I've been thinking about implementing an execution timeout mechanism in my code. I browsed looking for advice but all I saw is implementing execution timeouts for other programs being called, which wasn't exactly my idea.
I'm working with C/C++ on Linux.
What's the best way to accomplish this without using external libraries? I thought that maybe running a separate thread that upon timeout, sends a TERM signal to the process ID and then the program handles it and exits, but I don't know if it's correct in terms of good practice.
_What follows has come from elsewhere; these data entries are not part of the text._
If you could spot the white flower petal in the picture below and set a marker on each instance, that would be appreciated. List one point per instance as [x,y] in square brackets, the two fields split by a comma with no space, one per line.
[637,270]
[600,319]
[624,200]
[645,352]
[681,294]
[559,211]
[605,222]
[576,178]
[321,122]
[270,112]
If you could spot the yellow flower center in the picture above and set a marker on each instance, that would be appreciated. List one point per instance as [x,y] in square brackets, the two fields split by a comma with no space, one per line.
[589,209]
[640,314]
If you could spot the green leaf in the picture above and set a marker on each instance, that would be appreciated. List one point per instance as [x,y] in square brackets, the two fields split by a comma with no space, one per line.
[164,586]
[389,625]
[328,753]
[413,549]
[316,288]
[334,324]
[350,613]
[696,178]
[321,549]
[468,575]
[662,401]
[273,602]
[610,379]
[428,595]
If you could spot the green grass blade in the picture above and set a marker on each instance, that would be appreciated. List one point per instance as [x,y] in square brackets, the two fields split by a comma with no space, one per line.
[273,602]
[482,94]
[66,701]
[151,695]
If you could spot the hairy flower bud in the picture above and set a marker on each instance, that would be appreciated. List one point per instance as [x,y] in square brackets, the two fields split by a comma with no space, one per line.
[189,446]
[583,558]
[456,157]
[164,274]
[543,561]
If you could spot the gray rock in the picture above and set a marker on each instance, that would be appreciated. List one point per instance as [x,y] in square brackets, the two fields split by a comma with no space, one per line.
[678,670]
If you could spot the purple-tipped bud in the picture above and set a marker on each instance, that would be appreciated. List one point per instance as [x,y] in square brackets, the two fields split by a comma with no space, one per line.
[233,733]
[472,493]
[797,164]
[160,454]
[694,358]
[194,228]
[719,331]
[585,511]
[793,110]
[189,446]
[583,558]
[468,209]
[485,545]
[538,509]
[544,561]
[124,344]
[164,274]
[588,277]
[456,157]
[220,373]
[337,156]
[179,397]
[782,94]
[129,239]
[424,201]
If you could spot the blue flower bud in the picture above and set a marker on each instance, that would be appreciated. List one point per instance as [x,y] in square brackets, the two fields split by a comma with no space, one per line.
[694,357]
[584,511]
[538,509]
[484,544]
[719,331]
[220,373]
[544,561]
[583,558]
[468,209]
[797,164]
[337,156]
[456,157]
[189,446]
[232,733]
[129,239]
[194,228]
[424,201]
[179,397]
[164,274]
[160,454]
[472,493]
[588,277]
How would you implement it?
Thanks in advance
You can use setitimer(2) on Linux to get a SIGVTALRM after a given amount of time
This is how you would set up a timer :
#include <sys/time.h>
/* Start a timer that expires after 2.5 seconds */
struct itimerval timer;
timer.it_value.tv_sec = 2;
timer.it_value.tv_usec = 500000;
timer.it_interval.tv_sec = 0;
timer.it_interval.tv_usec = 0;
setitimer (ITIMER_VIRTUAL, &timer, 0);
Note that the default handler for SIGVTALRM will terminate your program with an error. It will technically work, but if you want to handle it cleanly you can install a signal handler like this :
#include <signal.h>
#include <stdio.h>
#include <string.h>
void timer_handler (int signum)
{
printf ("Timed out!\n");
}
/* Install timer_handler as the signal handler for SIGVTALRM. */
struct sigaction sa;
memset (&sa, 0, sizeof (sa));
sa.sa_handler = &timer_handler;
sigaction (SIGVTALRM, &sa, 0);
Of course this will only work on Linux (and perhaps on Mac/BSD).